The results presented by B.-J. Liu et al. [42] showed that the NO₃⁻ ion reduction reaction is the determining step in producing urea and NH₃ as synthesis products. Urea and NH₃ concentrations increase by increasing the concentration of NO₃⁻ as opposed to the concentration of HCO₂⁻ that remained relatively constant. Similar results were presented by S. Kuwabata et al. [41] using TiO₂ particles supported on a surface, justifying that the Q–TiO₂/SiO₂ film has a higher photocatalytic activity since the particles have a negative change in the edge of the conduction band caused by the effect of the quantization and the specific surface area estimated at 290 m² g⁻¹.

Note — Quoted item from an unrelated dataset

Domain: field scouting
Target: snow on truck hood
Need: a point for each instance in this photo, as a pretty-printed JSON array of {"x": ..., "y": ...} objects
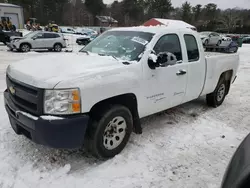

In 2005, a new proposal for the photochemical synthesis of urea arose at the hands of D.G. Shchukin and H. Möhwald [44]. They proposed using microenvironments to synthesize complex compounds, allowing dimensions, structure, and morphology specificity. These microenvironments correspond to polyelectrolyte capsules, consisting of polyamine hydrochloride (PAH) and polystyrene sulfonate (PSS), which allow permeability to inorganic macromolecules and nanoparticles, depending on the solvent, pH, or ionic strength of the means. Under this methodology, it was possible to perform the photocatalyzed urea synthesis on TiO₂ nanoparticles, using CO₂ and NO₃⁻ ions as a precursor, where polyvinyl alcohol (PVA) fulfills the role of electron donor. Figure 1 shows an assembly scheme for these spherical microreactors.

D.G. Shchukin and H. Möhwald [44] reported a concentration close to 1.1 mM of urea, using spherical microreactors with a 2.2 μm diameter in an aqueous solution saturated with CO₂ in the presence of 0.1 M NaNO₃, followed by 5 h of irradiation with a 200 W Xg–He lamp. It was possible to observe a slight increase in urea concentration at 1.7 mM when incorporating copper (Cu) nanodeposits on TiO₂ particles. A simultaneous photocatalysis was expected both on the TiO₂ particles and on the surface of the Cu, which increased the reduction of the NO₃⁻ to NH₄⁺ ions, considered the determining step for urea formation.

The results of D.G. Shchukin and H. Möhwald [44] suggest that the main advantage of using microreactors is controlling reagents in the volume determined for the reaction. Furthermore, the confinement and the ability to control the input of substances give the possibility of modeling biochemical processes of living cells.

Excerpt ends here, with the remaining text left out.